Stochastic threshold:

Let $M = (m_{kj})$ be the expectation matrix of the offspring pgfs. $M$ is a nonnegative $4 \times 4$ matrix whose entry $m_{kj}$ gives the expected number of offsprings in type $k$ produced by an infectious individual in type $j$ ; that is,

$m_{kj} = \left. \frac{\partial f_k}{\partial s_j} \right|_{(s_1, s_2, s_3, s_4) = (1, 1, 1, 1)}.$

Then

$M = (m_{kj}) = \begin{bmatrix} \frac{{(1-\epsilon_{PI}^s)}N_s \delta}{{(1-\epsilon_{PI}^s)}N_s \delta + \delta} & \frac{{(1-\epsilon_{PI}^s)}N_s \delta}{{(1-\epsilon_{PI}^s)}N_s \delta + \delta} &0 &0\\ \frac{\frac{(1-u){(1-\epsilon_{RT}^s)}k_s \lambda}{d}}{\frac{{(1-\epsilon_{RT}^s)}k_s \lambda}{d}+c} & \frac{{(1-\epsilon_{RT}^s)}k_s \frac{\lambda}{d}}{\frac{{(1-\epsilon_{RT}^s)}k_s \lambda}{d}+c}&\frac{\frac{u {(1-\epsilon_{RT}^s)}k_s \lambda}{d}}{\frac{{(1-\epsilon_{RT}^s)}k_s \lambda}{d}+c}&0\\ 0&0& \frac{{(1-\epsilon_{PI}^r)}N_r \delta}{{(1-\epsilon_{PI}^r)}N_r \delta + \delta} & \frac{{(1-\epsilon_{PI}^r)}N_r \delta}{{(1-\epsilon_{PI}^r)}N_r \delta + \delta}\\ \frac{z{(1-\epsilon_{RT}^r)}k_r\frac{\lambda}{d}}{{(1-\epsilon_{RT}^r)}k_r \frac{\lambda}{d}+c} & 0& \frac{(1-z){(1-\epsilon_{RT}^r)}k_r\frac{\lambda}{d}}{{(1-\epsilon_{RT}^r)}k_r \frac{\lambda}{d}+c}& \frac{{(1-\epsilon_{RT}^r)}k_r\frac{\lambda}{d}}{{(1-\epsilon_{RT}^r)}k_r \frac{\lambda}{d}+c} \end{bmatrix}.$

The expectation matrix $M$ is irreducible since the corresponding digraph is strongly connected. It is easy to verify that $F$ and $V$ defined in the appendix are non-negative and non-singular $M$ -matrices (see [53]). By the threshold theorem [54], we obtain the following relationship between the deterministic threshold and the stochastic threshold.

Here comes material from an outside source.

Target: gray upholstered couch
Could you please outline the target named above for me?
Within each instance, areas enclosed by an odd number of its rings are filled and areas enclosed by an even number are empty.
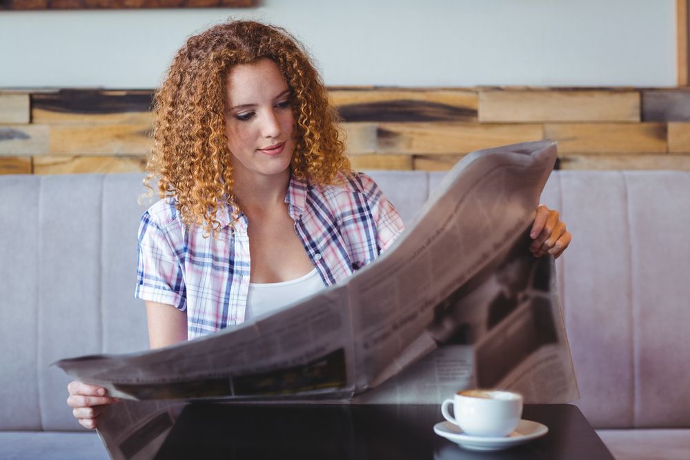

$\begin{equation} \mathcal{R}_0 < 1 \, ( = 1, > 1) \ \ \text{ if and only if }\ \ \rho(M) < 1 \, ( = 1, > 1). \end{equation}$

(3.1)

In the subcritical and critical cases where $\rho(M) \le 1$ (i.e., $\mathcal{R}_0 \le 1$ ), the probability of the ultimate clearance of HIV infection is 1; i.e.,

$P_{e x t} = \lim\limits_{t \rightarrow \infty} {\rm{Prob}}\{\underline{\mathrm{X}}(t) = \overrightarrow{0}\} = 1$

In the supercritical case where $\rho(M) > 1$ (i.e., $\mathcal{R}_0 > 1$ ), the corresponding clearance of HIV infection probability is determined by the minimal fixed point of $f_i(q_1, q_2, q_3, q_4) = q_i$ ( $1\le i \le 4$ ), and

$P_{e x t} = \lim\limits_{t \rightarrow \infty} \operatorname{\rm{Prob}}\{\underline{\mathrm{X}}(t) = \overrightarrow{0}\} = q_{1}^{k_{1}} q_{2}^{k_{2}} q_{3}^{k_{3}} q_{4}^{k_{4}}$

where $k_i = X_i(0)$ for $1\le i \le 4$ .

Consequently, the probability of the establishment of infection is

$P_{out} = 1-P_{ext} = \begin{cases} 0, &\mbox{if $\mathcal{R}_0 \le 1$}, \\ 1-q_1^{k_1}q_2^{k_2}q_3^{k_3}q_4^{k_4}, & \mbox{if $\mathcal{R}_0 > 1$}. \end{cases}$

In Section 4, we estimate the clearance of HIV infection probability by computing $q_1, q_2, q_3$ and $q_4$ numerically. Our result shows that the linear branching process provides a very good approximation for the nonlinear CTMC near the IFE. In particular, the estimate for the clearance of HIV infection agrees closely with simulations of the CTMC model.

4. Numerical simulations

In this section, we numerically solve our CTMC model (defined in Table 4) with the based values of model parameter given in Table 1.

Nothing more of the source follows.